We expect that a lot of these patients will be on other therapies for heart failure and hypertension, which are very, very common in this population. We expect to complement the data from FIDELIO and FIGARO. In fact, we will pull the data from those trials as well with FINEARTS-HF so that we can really examine it across the full spectrum of ejection fraction in overlapping populations with renal disease, diabetes, and heart failure.

HCPLive: When speaking with clinicians, many express concern over the risk for hyperkalemia with finerenone. With this trial provide any answers to questions surrounding this potential increase in risk?

Solomon: Of course. We are obviously looking very carefully at hyperkalemia. Any mineralocorticoid receptor antagonists will have a risk of hyperkalemia—there is no question about that. There is at least some data to suggest that, compared to spironolactone, finerenone may have the same degree of potency with a lower risk of hyperkalemia. That's something we're going to observe in this trial. One thing that we always forget is that one of the reasons MRAs may have proven useful in heart failure with reduced ejection fraction is that they raise potassium because hypokalemia is as much of a risk factor as hyperkalemia. Potassium doesn't usually cause a problem until it reaches a fairly high range of about 6 mmol. Many of our patients with heart failure, especially those who are on diuretics, end up having very low potassium, which predisposes them to sudden cardiac death. So, one of the benefits of MRAs may be to raise potassium levels slightly. However, if your potassium is already high to begin with, that could be a problem, and that's something we are watching very carefully in this trial.

HCPLive: With sacubitril/valsartan and SGLT2 inhibitors, HFpEF has undergone a revolution in recent years. Looking ahead, if this trial were to prove benefit in this population, could this be the third paradigm-shifting therapeutic advance for heart failure in a decade?

Solomon: Well, I don't like to make predictions, especially about the future. However, I can tell you that I think it is very likely that, in heart failure with mildly reduced and preserved ejection fraction, we will be using multiple therapies in the future. We now have multiple therapies available, and SGLT2 inhibitors are expected to become the standard of care in this group. I suspect that all the guidelines will soon reflect this.

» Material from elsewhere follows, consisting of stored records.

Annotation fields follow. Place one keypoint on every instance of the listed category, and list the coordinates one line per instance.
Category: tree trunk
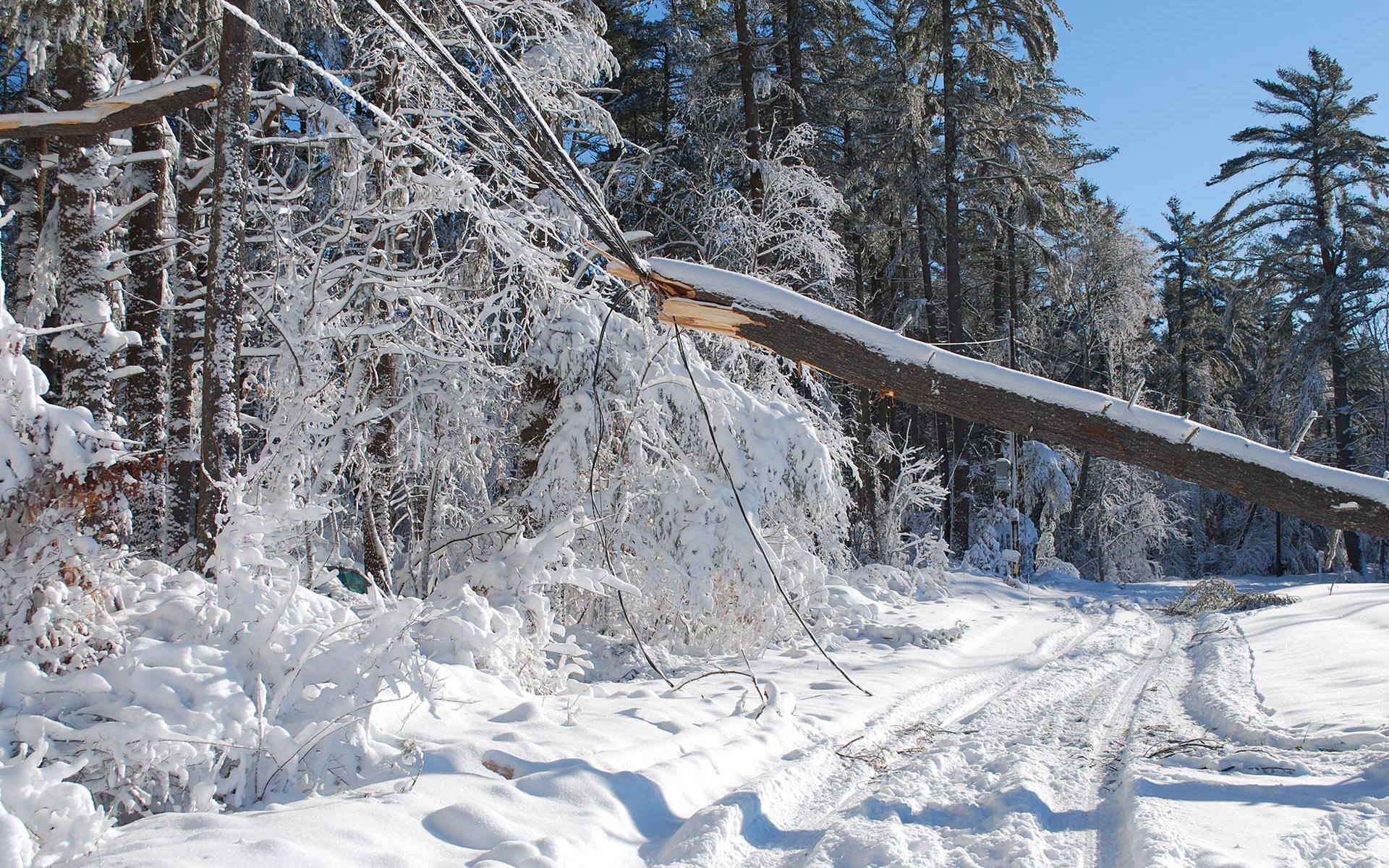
(221, 436)
(752, 122)
(1341, 425)
(955, 294)
(187, 326)
(30, 214)
(794, 61)
(84, 161)
(146, 302)
(972, 389)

In the US and in around 30 other countries, sacubitril/valsartan is currently indicated for some patients in this group. It would not surprise me if, based on the results of this trial, finerenone could potentially become a third treatment option in our arsenal for these patients. We need to see which patients will benefit in the FINEARTS trial and to what extent, and how it may be distinguished from the steroidal MRAs that we are currently using in some of these patients.